Robots and the META element
[w3.org...]

The list of terms in the content is ALL, INDEX, NOFOLLOW, NOINDEX. Note. In early 1997 only a few robots implement this, but this is expected to change as more public attention is given to controlling indexing robots.

Take the above and then read this page at Google...

Prevent or remove cached pages
[google.com...]

To prevent all search engines from showing a "Cached" link for your site, place this tag in the <HEAD> section of your page:
<META NAME="ROBOTS" CONTENT="NOARCHIVE">

Now that I've tested this and have been bitten once, I guess I need to utilize two robots metadata elements to achieve the desired goal. I just don't understand why I should have to do that. I feel that I listed the elements in their proper order, or maybe I didn't. Maybe noarchive should be first in the comma separated list of values?

It's fine.

I thought so too. Apparently it is not. :(

Better avoid having extra tag though: </meta>, if you want XML validation you can do:

Actually the </meta> validates XHTML. It is an option to the /> closing element. I've been slowly switching over to the /> method as time permits. Both validate just fine. The /> closing element presented some challenges back in the beginning so I chose the optional </meta> element.

I guess moving forward I'll have to do this...

<meta name="robots" content="noindex, nofollow" />

<meta name="robots" content="noarchive" />

You're probably wondering why I even have the noarchive there with the noindex, nofollow? It's more of a fail safe to keep the page from being cached in case something goes wrong. Heh! It worked in this instance. I have a top ten position for a product name that I was attempting to avoid. ;)

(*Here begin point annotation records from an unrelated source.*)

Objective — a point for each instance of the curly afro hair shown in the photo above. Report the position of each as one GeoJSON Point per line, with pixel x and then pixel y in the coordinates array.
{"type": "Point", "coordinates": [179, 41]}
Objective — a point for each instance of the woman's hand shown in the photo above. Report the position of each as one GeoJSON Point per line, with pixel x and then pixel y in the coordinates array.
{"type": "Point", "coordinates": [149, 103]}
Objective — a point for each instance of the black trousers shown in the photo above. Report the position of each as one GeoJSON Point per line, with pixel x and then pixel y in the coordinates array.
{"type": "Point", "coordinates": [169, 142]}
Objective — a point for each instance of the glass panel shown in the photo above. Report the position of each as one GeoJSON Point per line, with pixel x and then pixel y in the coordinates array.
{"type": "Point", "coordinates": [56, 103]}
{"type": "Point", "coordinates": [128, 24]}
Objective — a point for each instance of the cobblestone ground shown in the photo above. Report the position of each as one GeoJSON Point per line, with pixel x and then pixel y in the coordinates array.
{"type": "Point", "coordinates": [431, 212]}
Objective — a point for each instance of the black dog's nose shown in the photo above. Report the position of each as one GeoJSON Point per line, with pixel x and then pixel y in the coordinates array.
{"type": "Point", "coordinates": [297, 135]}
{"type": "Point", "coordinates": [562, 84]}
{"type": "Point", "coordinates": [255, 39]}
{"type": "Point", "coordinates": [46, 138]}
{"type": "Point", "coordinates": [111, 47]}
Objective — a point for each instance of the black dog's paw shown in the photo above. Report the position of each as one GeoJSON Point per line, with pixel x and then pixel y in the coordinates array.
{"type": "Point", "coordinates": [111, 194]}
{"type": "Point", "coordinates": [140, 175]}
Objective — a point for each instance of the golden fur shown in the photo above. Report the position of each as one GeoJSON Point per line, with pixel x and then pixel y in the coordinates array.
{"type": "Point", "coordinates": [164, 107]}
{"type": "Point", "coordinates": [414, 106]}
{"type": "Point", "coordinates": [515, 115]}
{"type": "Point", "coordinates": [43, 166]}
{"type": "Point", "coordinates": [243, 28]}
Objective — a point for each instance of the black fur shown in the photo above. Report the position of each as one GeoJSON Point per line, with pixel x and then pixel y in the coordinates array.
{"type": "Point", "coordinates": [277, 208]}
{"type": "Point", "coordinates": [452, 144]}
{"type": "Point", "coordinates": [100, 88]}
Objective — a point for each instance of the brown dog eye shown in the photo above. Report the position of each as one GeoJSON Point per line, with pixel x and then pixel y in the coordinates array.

I'm going to give it another 48-72 hours before breaking them into two. I'd like to see some more input on this. I would think that one element is all that is needed.

Key_Master

3:14 am on Aug 17, 2008 (gmt 0)

There shouldn't be a need for a noarchive directive along with a noindex directive. If the page isn't indexed, it shouldn't be listed in the serps at all.

In fact, I wouldn't even think of noarchive as a robots.txt directive. It's just a legal umbrella used by certain search engines to offer them some protections from lawsuits over copyright violations. Consider it as an option for pages you do want indexed.

Samizdata

3:59 am on Aug 17, 2008 (gmt 0)

I would think that one element is all that is needed

Ideally that would be robots="none" wouldn't it?

Unfortunately the search engines all seem to do things differently.

Agreeing that "noindex" means what it says would be a start.

But they hate taking no for an answer.

...